Die Kamera folgt der idealistischen Lehrerin Carla Nowak auf Schritt und Tritt. So erfährt der Zuschauer, dass an der Schule gehäuft Diebstähle vorkommen. Zwei der Kollegen überschreiten Grenzen, als sie versuchen die Klassensprecher*innen ihrer 7. Klasse zu überreden, Hinweise auf Kinder zu geben, die auf einmal ungewöhnlich viel Geld besitzen. Sie als Spitzel zu verwenden, löst bei den Kindern großes Unbehagen aus. Auch Carla Nowak wirkt verunsichert. Kurz danach sollen alle Jungen in Carla Nowaks Klasse ihre Geldbeutel vorzeigen und tatsächlich findet sich in Alis Geldbörse eine  außergewöhnlich große Geldsumme. Alis Eltern – mit türkischen Wurzeln – können die Summe erklären. Ein Vorwurf steht trotzdem im Raum und ein bedrückendes Gefühl.

Als Carla Nowak die Dinge in die Hand nimmt und ihre Laptopkamera auf ihre Jacke mit ihrer Geldbörse richtet, gerät sie zwischen alle Stühle. Auf dem heimlichen Video ist das Muster einer Bluse zu sehen. Diese trägt die Schulsekretärin Frau Kühn, welche die Geldbörse augenscheinlich entwendet hat. Frau Kühn streitet alles ab und beeinflusst ihren Sohn Oskar, der ein begabter Schüler in Frau Nowaks Klasse ist. Oskar ist mit der Situation vollkommen überfordert und macht seine Lehrerin für die Schwierigkeiten seiner Mutter verantwortlich. Er wird aggressiv anderen Schüler*innen gegenüber und initiiert Mobbing Aktionen gegen seine Klasselehrerin.
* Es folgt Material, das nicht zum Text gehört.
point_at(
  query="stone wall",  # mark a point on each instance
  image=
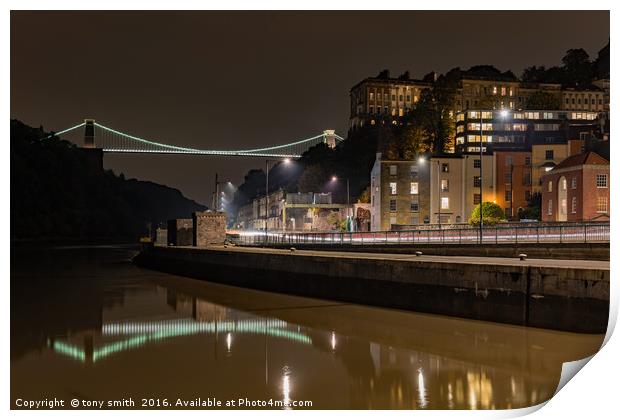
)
(180, 232)
(209, 228)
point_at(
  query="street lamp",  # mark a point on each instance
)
(267, 161)
(503, 114)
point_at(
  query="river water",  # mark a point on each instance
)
(87, 324)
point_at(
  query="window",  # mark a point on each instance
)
(601, 180)
(601, 205)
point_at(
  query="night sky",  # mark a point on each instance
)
(225, 80)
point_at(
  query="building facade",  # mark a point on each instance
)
(447, 189)
(400, 192)
(513, 181)
(379, 99)
(502, 130)
(577, 189)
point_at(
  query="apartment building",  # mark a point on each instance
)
(577, 189)
(447, 189)
(400, 192)
(502, 130)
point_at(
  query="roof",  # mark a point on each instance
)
(589, 158)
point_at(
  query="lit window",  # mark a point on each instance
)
(601, 180)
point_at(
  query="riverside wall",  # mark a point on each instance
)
(562, 295)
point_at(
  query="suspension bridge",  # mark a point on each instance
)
(110, 140)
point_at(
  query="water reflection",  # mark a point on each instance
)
(77, 327)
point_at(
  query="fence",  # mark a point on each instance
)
(543, 233)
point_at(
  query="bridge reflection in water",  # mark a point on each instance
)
(102, 328)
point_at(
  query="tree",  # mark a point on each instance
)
(577, 67)
(542, 100)
(534, 74)
(313, 178)
(492, 214)
(532, 211)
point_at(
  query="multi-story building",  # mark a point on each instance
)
(545, 157)
(577, 189)
(381, 99)
(447, 189)
(400, 192)
(378, 99)
(591, 99)
(513, 189)
(471, 181)
(502, 130)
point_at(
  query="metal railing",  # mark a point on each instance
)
(499, 234)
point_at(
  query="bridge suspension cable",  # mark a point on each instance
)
(114, 141)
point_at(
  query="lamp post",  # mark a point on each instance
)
(267, 161)
(503, 113)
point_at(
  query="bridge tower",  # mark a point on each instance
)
(89, 134)
(329, 137)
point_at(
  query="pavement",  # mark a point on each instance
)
(578, 264)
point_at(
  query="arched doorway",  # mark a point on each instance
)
(562, 200)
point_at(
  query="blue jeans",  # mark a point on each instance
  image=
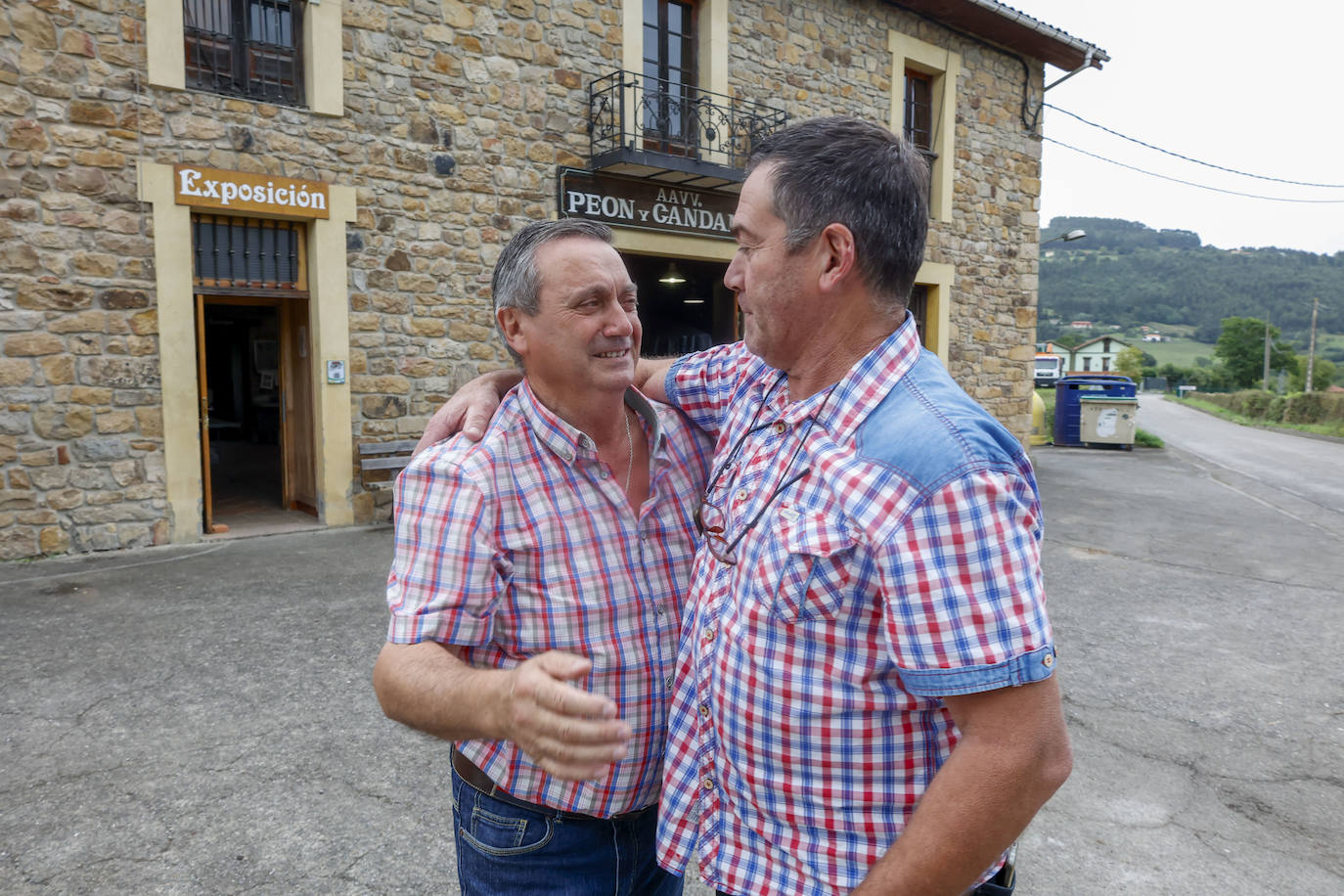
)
(506, 849)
Dennoch hat Carla Nowak trotz all ihrer Prinzipien mit ihrem heimlichen Video Persönlichkeitsrechte verletzt und gegen  Datenschutzvorschriften verstoßen. Ab diesem Zeitpunkt nimmt das Drama seinen Lauf. Frau Nowak stolpert über ihre eigenen Ansprüche und wird auch dank Oskar Kühn von einem Teil ihrer Schüler*innen abgelehnt; sie gerät in Konflikt mit Kolleg*innen, der Schulleitung, mit Frau Kühn, mit Eltern ihrer Klasse und den Redakteuren*innen der Schülerzeitung. Letztere erfahren von dem Video und betreiben mehr Meinungsmache als Recherche.

Den Schluss bildet eine Szene, die den Zuschauer zum Nachdenken anregt. Oskar wird auf einem Stuhl von der Polizei aus der Schule getragen, weil er sich einer Suspendierung von der Schule widersetzt.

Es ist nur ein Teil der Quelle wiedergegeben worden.